Hukill stepped down in March because he received a better, higher-paying job offer at a software company, he said, but still volunteers for the Kagan campaign.
“Virtually all the attacks have crossed some line, but I brushed them off as sleazy tactics of [Simmons’] campaign strategist,” Kagan said. “But it went over the line to attack Jonathan.”
Simmons switched parties between delegate terms
From Feldman’s prospective, Kagan has been the one pulling out all the stops, including condemning Simmons from switching parties — Simmons was first elected to the House of Delegates as as a Republican in 1978, then returned as a Democrat in 2002. Two mailers depict Simmons gallivanting around as Republican elephant masquerading in a Democrat donkey mask.
While in the House during first go-round, Simmons found his views shifting, including voting with then Speaker of the House Sen. Ben Cardin on approving Medicaid coverage for abortions, Feldman said.
“It’s important to note here that like Elizabeth Warren, Luiz became a Democrat because he didn’t believe in the direction the Republican Party was going,” Feldman said.
Simmons’ committee record on domestic violence at issue
The centerpiece of the war between the two is Simmons’ voting record, and mailers sponsored by Kagan and the SEIU (Service Employees International Union) that suggest he’s aggressively against legislation designed to provider greater protections to victims of domestic violence.

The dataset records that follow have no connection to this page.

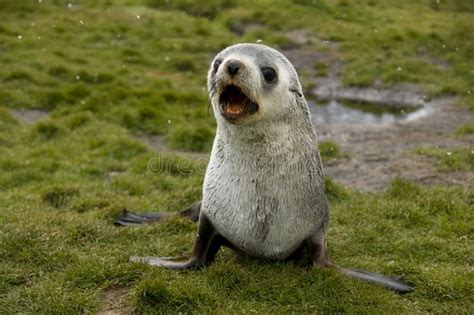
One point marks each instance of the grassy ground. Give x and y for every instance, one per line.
x=107, y=71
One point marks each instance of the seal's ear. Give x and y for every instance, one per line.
x=296, y=91
x=295, y=86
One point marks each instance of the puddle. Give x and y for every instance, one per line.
x=335, y=112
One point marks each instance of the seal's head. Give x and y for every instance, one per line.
x=252, y=82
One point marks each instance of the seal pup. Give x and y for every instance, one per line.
x=263, y=192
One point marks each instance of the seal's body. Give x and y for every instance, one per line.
x=263, y=190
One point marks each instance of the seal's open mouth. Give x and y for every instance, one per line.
x=235, y=104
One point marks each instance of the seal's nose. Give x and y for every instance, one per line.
x=233, y=67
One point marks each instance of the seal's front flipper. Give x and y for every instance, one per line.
x=129, y=218
x=206, y=246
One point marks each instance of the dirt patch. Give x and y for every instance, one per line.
x=381, y=153
x=28, y=116
x=113, y=302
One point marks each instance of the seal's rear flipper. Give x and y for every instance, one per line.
x=372, y=277
x=317, y=247
x=128, y=218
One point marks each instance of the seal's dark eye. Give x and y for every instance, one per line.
x=217, y=63
x=269, y=74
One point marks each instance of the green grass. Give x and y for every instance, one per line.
x=330, y=151
x=458, y=159
x=107, y=71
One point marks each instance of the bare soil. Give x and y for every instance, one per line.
x=380, y=153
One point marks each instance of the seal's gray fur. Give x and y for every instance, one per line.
x=263, y=191
x=264, y=186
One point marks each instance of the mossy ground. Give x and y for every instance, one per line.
x=108, y=70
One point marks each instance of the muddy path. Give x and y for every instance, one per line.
x=378, y=153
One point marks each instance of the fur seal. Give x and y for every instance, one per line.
x=263, y=192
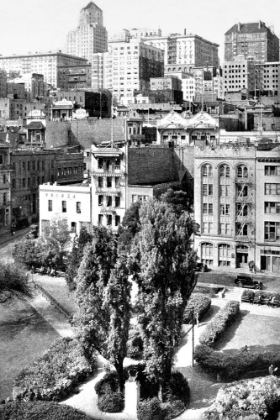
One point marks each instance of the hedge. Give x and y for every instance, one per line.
x=197, y=307
x=40, y=410
x=55, y=375
x=135, y=343
x=255, y=399
x=231, y=364
x=150, y=409
x=219, y=323
x=113, y=402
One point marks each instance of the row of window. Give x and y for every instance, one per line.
x=64, y=206
x=107, y=220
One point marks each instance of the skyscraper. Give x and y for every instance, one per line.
x=90, y=36
x=252, y=40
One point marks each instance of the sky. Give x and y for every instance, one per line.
x=40, y=25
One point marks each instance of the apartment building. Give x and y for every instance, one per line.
x=252, y=40
x=186, y=49
x=90, y=36
x=236, y=190
x=5, y=185
x=45, y=64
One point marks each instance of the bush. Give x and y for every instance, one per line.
x=234, y=363
x=135, y=343
x=112, y=402
x=39, y=410
x=256, y=399
x=197, y=307
x=150, y=409
x=13, y=280
x=55, y=374
x=219, y=323
x=108, y=384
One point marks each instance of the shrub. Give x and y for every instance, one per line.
x=135, y=343
x=112, y=402
x=108, y=384
x=150, y=409
x=234, y=363
x=197, y=306
x=39, y=410
x=219, y=323
x=256, y=399
x=55, y=374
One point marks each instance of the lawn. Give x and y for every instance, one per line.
x=251, y=330
x=24, y=336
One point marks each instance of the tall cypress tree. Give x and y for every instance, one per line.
x=163, y=263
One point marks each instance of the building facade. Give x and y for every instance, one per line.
x=90, y=36
x=253, y=40
x=44, y=64
x=236, y=205
x=71, y=202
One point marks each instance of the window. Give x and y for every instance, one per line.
x=224, y=190
x=207, y=253
x=109, y=201
x=225, y=229
x=207, y=189
x=271, y=207
x=100, y=163
x=224, y=209
x=224, y=255
x=117, y=201
x=272, y=189
x=224, y=171
x=207, y=171
x=100, y=182
x=272, y=170
x=242, y=171
x=272, y=231
x=207, y=227
x=207, y=208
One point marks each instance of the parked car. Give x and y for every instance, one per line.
x=34, y=232
x=248, y=281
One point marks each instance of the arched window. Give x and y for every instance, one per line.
x=224, y=171
x=207, y=171
x=207, y=253
x=242, y=171
x=224, y=255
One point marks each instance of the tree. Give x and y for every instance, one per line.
x=163, y=265
x=103, y=297
x=13, y=281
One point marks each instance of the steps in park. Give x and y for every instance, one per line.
x=234, y=293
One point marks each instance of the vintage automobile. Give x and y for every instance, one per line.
x=247, y=281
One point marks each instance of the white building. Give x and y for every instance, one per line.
x=71, y=202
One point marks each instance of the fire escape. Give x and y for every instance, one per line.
x=244, y=222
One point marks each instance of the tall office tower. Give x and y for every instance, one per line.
x=252, y=40
x=90, y=36
x=186, y=49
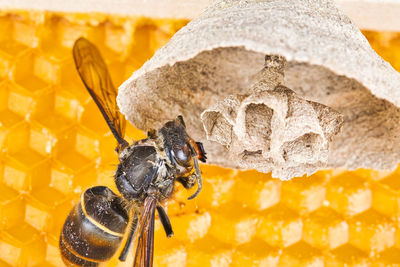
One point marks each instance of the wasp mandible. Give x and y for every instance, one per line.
x=146, y=174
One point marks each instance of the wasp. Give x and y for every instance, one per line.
x=145, y=177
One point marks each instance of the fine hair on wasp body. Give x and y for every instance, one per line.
x=146, y=174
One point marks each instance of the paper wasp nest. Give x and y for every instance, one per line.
x=271, y=128
x=212, y=65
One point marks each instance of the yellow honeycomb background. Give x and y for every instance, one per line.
x=54, y=144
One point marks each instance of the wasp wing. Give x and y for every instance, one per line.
x=94, y=74
x=145, y=240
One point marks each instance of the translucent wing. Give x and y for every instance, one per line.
x=145, y=241
x=95, y=76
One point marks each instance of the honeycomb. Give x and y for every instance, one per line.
x=54, y=144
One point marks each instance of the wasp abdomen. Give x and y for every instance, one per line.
x=94, y=228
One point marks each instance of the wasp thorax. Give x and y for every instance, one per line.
x=94, y=229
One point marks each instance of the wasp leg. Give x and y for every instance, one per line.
x=165, y=221
x=198, y=178
x=128, y=243
x=187, y=182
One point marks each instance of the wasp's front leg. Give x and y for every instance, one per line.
x=187, y=182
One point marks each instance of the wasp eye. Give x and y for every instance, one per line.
x=183, y=156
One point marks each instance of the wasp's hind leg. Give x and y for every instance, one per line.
x=128, y=242
x=187, y=182
x=165, y=221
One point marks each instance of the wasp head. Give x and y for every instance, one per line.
x=179, y=147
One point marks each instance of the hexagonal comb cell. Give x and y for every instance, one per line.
x=54, y=144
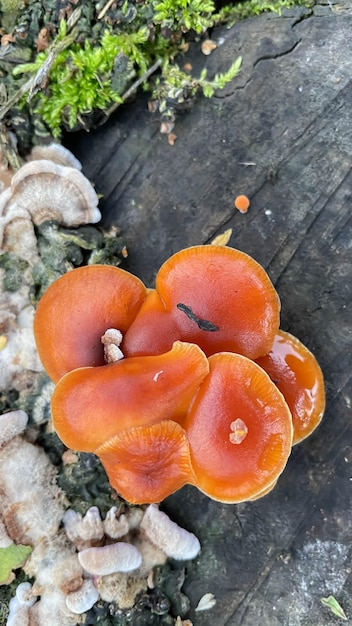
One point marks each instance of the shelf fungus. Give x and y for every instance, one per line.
x=74, y=560
x=189, y=382
x=48, y=187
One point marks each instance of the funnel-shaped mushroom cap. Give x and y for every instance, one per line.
x=216, y=297
x=295, y=371
x=239, y=429
x=91, y=405
x=147, y=464
x=77, y=309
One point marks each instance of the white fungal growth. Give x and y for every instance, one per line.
x=83, y=531
x=111, y=340
x=11, y=424
x=84, y=598
x=116, y=557
x=5, y=540
x=18, y=614
x=24, y=594
x=114, y=526
x=92, y=525
x=239, y=431
x=206, y=602
x=175, y=541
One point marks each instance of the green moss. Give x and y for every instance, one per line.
x=94, y=63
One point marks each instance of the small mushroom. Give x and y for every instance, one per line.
x=239, y=429
x=77, y=309
x=91, y=405
x=242, y=203
x=148, y=463
x=115, y=557
x=217, y=297
x=176, y=542
x=297, y=374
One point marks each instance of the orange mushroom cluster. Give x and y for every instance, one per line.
x=190, y=382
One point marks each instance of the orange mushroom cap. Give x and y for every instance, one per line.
x=295, y=371
x=147, y=464
x=239, y=428
x=77, y=309
x=154, y=321
x=92, y=404
x=242, y=203
x=217, y=297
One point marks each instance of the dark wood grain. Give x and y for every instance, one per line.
x=289, y=113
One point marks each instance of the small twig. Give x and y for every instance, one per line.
x=105, y=9
x=39, y=80
x=134, y=87
x=7, y=150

In the past, Simmons has stalled on a bill that would allow easier access for protective orders in domestic violence cases, changing the standard from “clear and convincing proof” to “preponderance of evidence” — the bar in most civil cases.

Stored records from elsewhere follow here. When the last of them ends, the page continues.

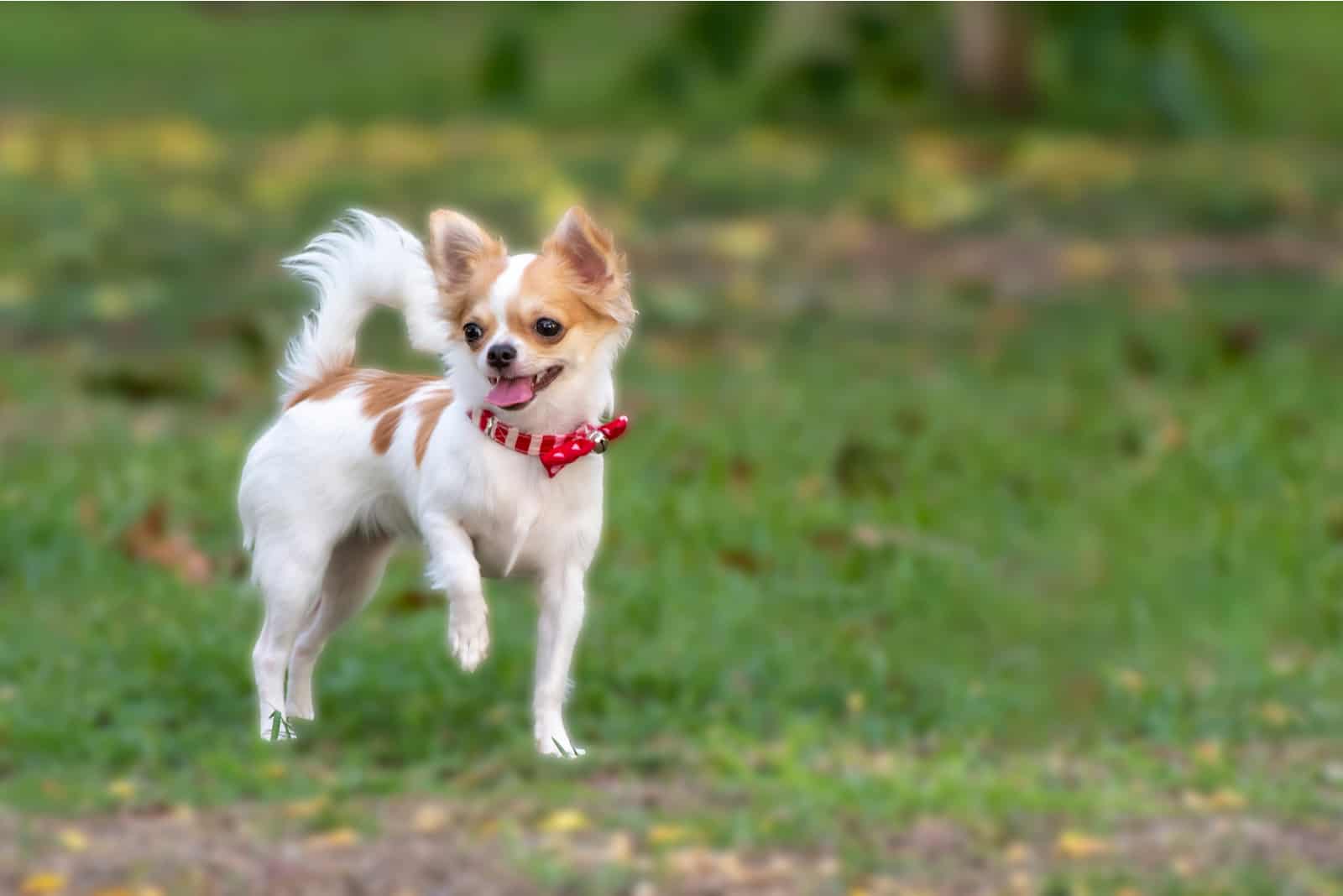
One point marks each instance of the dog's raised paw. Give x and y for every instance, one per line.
x=468, y=638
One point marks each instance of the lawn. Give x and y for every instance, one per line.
x=923, y=571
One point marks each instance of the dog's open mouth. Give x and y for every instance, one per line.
x=515, y=393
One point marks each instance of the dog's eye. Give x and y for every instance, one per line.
x=548, y=327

Kagan accused Simmons of being a key figure in killing a similar bill when it passed through the House Judiciary Committee in 2010, and being hostile to a witness testifying on behalf of the 2010 bill.

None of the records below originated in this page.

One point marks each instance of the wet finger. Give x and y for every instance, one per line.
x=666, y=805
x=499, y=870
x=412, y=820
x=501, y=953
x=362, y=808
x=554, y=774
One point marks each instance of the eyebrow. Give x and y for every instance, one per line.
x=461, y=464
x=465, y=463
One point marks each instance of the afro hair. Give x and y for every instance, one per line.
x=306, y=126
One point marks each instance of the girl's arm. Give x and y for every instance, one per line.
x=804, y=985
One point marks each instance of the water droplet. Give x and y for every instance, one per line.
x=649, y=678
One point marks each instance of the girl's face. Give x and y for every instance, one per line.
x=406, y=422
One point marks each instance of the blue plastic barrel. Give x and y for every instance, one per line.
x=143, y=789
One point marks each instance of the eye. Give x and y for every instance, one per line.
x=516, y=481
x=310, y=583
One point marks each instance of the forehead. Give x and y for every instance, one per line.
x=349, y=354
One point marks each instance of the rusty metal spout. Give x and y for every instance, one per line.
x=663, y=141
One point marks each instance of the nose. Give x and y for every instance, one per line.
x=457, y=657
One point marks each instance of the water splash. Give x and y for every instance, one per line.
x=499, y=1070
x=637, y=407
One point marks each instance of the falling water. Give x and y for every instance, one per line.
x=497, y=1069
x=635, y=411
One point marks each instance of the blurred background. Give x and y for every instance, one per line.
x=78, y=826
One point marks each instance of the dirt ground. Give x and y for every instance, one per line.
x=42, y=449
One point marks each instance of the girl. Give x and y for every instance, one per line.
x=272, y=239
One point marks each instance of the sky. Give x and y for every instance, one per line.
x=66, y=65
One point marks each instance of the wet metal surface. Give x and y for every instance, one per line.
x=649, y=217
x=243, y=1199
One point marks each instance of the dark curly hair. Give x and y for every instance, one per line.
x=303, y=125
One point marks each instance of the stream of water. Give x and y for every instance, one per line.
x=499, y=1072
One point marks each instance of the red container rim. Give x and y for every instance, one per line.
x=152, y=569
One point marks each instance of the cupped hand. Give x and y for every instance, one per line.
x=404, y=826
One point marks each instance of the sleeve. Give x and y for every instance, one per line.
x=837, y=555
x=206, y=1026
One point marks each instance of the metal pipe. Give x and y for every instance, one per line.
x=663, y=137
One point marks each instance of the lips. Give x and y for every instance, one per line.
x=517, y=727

Del. Kathleen Dumais, D-Montgomery County, a practicing family law attorney, said the committee voted against the bill in 2010 because in some cases the statute is abused and a balance needed to be struck. For instance, someone accused of domestic violence can lose their home and be forced to pay mortgage, alimony, and more.
Dumais said she did not agree with Simmons’ style in questioning, likening it to a cross-examination in a court room. She said it could come off as “hard-hitting” particularly to a victim of domestic violence.
“I’ve been on the receiving end of it, and it can be frustrating,” she said.
This year, the House Judiciary passed HB 307, an administration bill that Gov. Martin O’Malley signed. Maryland was the last state to lower its standards pertaining to those protective orders.
Del. Jill Carter, D-Baltimore City, said she has sat with Simmons on the Judiciary Committee for 12 years and thinks of him as one of the most “intelligent and articulate” members of the General Assembly.
Carter said that because the committee is primarily composed of attorneys, sometimes their questions can come off brusque, but that they’ve taken steps to be more genial.
“It’s very critical we ask the questions,” she said. “Even if there’s a hardship or a tragedy — it’s important we get the facts.”
Money still to be spent
Both Simmons and Kagan have plumped their campaign accounts — the most recent filings indicate Kagan has just less than $60,000 on hand, while Simmons has even padded his with more than $100,000 of his own money — he still has roughly $15,000 in his account.
The departing Forehand endorsed Kagan in the fight against Simmons. Interestingly, Kagan ran against Forehand during the last election cycle. Gov. Martin O’Malley and U.S. Rep. Chris Van Hollen have also pledged Kagan their support.
Simmons has earned an endorsement from U.S. Rep. John Delaney.
CLARIFICATION: 6/23, 4:30 p.m. The initial version of this story said that U.S. Sen. Ben Cardin had endorsed Simmons. A spokesperson for Cardin’s campaign said the senator had supplied positive comments about him for use in the campaign, as Simmons did in a mailer, but Cardin had not officially endorsed either candidate.